И равнодушен к славе и хуле

 

У бансури звук хрипловатый, словно слегка прокуренный; низкий, спокойный, глубокий. Если закрыть глаза, то сразу видишь Ганг - зелень воды, серебро песка, силуэты прибрежных храмов. Если открыть глаза, то видишь тринадцатиметровую кухню, розовые шкафчики, старую плиту, вид на москва-сити из окна.
Практически непередаваемое словами ощущение. Мы играем с братом, бансури и джембе, флейта и барабан, пять лет разницы, он закончил химфак МГУ и работает логистом, мы видимся от силы раз в полгода, у нас глаза абсолютно одинакового оттенка.
В прошлый раз мы играли вот так вдвоем (флейта и барабан, браслет с бубенцами у меня на лодыжке) ночью, на ступенях храма Шивы, стоящего на вершине горы, с которой открывается вид на три долины.

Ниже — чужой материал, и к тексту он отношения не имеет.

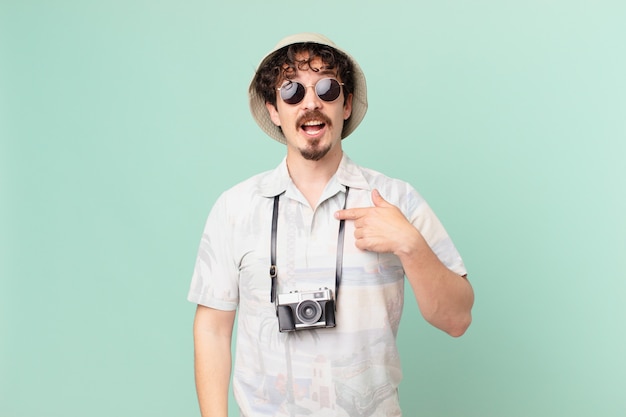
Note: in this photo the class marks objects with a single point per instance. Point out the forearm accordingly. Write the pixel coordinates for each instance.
(445, 298)
(212, 367)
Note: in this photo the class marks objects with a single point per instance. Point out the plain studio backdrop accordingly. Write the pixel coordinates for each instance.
(121, 121)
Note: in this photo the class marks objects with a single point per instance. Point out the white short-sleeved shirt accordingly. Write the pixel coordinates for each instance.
(351, 369)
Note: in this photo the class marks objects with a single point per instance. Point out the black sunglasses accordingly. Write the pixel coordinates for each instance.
(327, 89)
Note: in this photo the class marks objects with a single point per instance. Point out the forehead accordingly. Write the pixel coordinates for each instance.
(304, 62)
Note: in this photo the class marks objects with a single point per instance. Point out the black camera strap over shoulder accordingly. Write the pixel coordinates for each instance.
(340, 239)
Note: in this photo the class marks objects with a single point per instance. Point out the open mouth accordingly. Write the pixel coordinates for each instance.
(313, 127)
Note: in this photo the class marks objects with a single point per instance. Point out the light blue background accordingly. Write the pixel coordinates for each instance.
(121, 122)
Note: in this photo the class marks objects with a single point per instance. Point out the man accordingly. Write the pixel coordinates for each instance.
(313, 256)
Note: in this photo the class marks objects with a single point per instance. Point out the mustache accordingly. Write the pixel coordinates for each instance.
(313, 115)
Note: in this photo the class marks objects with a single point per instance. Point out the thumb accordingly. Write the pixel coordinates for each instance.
(378, 200)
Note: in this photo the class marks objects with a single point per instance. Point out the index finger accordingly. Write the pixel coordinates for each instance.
(351, 214)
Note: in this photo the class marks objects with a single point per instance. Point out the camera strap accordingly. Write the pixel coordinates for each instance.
(340, 239)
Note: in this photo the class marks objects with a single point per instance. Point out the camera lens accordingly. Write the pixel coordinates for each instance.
(309, 311)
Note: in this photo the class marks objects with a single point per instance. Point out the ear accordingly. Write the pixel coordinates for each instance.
(273, 113)
(347, 107)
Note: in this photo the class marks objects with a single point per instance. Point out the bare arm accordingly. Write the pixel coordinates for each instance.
(445, 299)
(212, 332)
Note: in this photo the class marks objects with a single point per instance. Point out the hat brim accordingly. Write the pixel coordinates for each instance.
(359, 96)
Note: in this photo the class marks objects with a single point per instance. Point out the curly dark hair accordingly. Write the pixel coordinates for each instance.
(282, 65)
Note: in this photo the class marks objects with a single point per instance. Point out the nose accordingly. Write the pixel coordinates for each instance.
(311, 101)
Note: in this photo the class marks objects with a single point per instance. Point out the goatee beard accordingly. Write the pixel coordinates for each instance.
(313, 152)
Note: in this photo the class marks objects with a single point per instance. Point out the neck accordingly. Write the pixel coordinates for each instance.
(311, 177)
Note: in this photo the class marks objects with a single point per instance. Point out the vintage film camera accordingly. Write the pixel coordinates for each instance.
(299, 310)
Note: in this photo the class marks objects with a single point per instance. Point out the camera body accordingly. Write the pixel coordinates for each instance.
(300, 310)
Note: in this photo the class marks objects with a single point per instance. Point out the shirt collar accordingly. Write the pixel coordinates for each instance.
(348, 173)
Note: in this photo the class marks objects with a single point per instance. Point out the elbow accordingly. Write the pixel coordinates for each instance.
(455, 326)
(460, 326)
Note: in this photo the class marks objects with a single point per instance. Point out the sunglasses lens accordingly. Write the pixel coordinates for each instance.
(292, 92)
(328, 89)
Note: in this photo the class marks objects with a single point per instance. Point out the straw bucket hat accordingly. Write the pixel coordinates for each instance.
(359, 99)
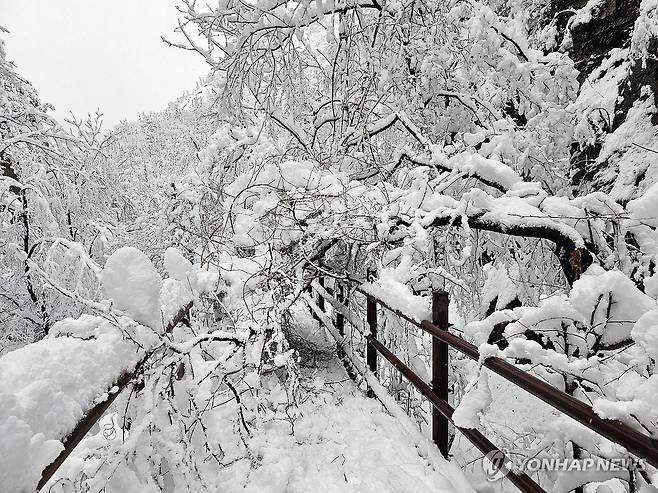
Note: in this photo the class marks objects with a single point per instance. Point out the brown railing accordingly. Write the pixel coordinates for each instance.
(96, 412)
(631, 439)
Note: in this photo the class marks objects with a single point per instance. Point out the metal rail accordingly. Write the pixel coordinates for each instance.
(96, 412)
(634, 441)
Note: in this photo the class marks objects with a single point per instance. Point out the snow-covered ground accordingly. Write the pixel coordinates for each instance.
(345, 442)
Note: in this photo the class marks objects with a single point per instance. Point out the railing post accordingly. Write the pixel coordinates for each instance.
(340, 318)
(371, 351)
(320, 298)
(440, 370)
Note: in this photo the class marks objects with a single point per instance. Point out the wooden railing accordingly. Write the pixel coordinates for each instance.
(436, 392)
(96, 412)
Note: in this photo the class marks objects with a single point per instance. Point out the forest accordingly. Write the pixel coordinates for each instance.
(167, 269)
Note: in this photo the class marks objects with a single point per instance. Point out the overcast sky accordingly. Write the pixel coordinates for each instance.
(87, 54)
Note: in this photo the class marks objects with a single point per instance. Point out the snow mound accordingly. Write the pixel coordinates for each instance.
(45, 389)
(176, 264)
(131, 281)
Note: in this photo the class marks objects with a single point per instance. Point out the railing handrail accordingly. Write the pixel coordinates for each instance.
(96, 412)
(634, 441)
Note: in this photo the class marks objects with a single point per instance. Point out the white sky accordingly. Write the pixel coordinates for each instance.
(107, 54)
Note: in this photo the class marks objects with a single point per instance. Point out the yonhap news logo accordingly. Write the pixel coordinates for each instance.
(498, 463)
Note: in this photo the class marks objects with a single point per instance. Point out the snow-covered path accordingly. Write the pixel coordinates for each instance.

В одной из долин кто-то вторил нам на конхе. С неба падали звезды, в голове звенела вечность, казалось, что прямо сейчас ты делаешь первый шаг из горящего дома. Это было месяц назад и за пять с лишним тысяч километров отсюда.
И вот я сижу на кухне, зажав коленками джембе, смотрю в окно, из которого видны уродливые высотки сити, и пытаюсь понять, есть ли разница между этой квартирой и той горой, между мной-месяц-назад и мной-сию-секунду, и сколько километров от меня до Ришикеша, и сколько километров от меня до брата, и сколько километров от меня до бога.
Я чертовски не хотела возвращаться из Индии; да что там, я была близка к тому, чтобы обнять колонну в аэропорту и хуй бы меня кто от нее отцепил, но не сложилось: там не было подходящих колонн.
И к лучшему. Потому что мне, кажется, безо всяких там колонн удалось не вернуться из Индии.


Я очень люблю эту фотку: на ней и Индия, и бансури, и брат. А это храм и дорога к храму. А здесь мы ночевали; вот примерно где-то там я и осталась если не навсегда, то по крайней мере надолго.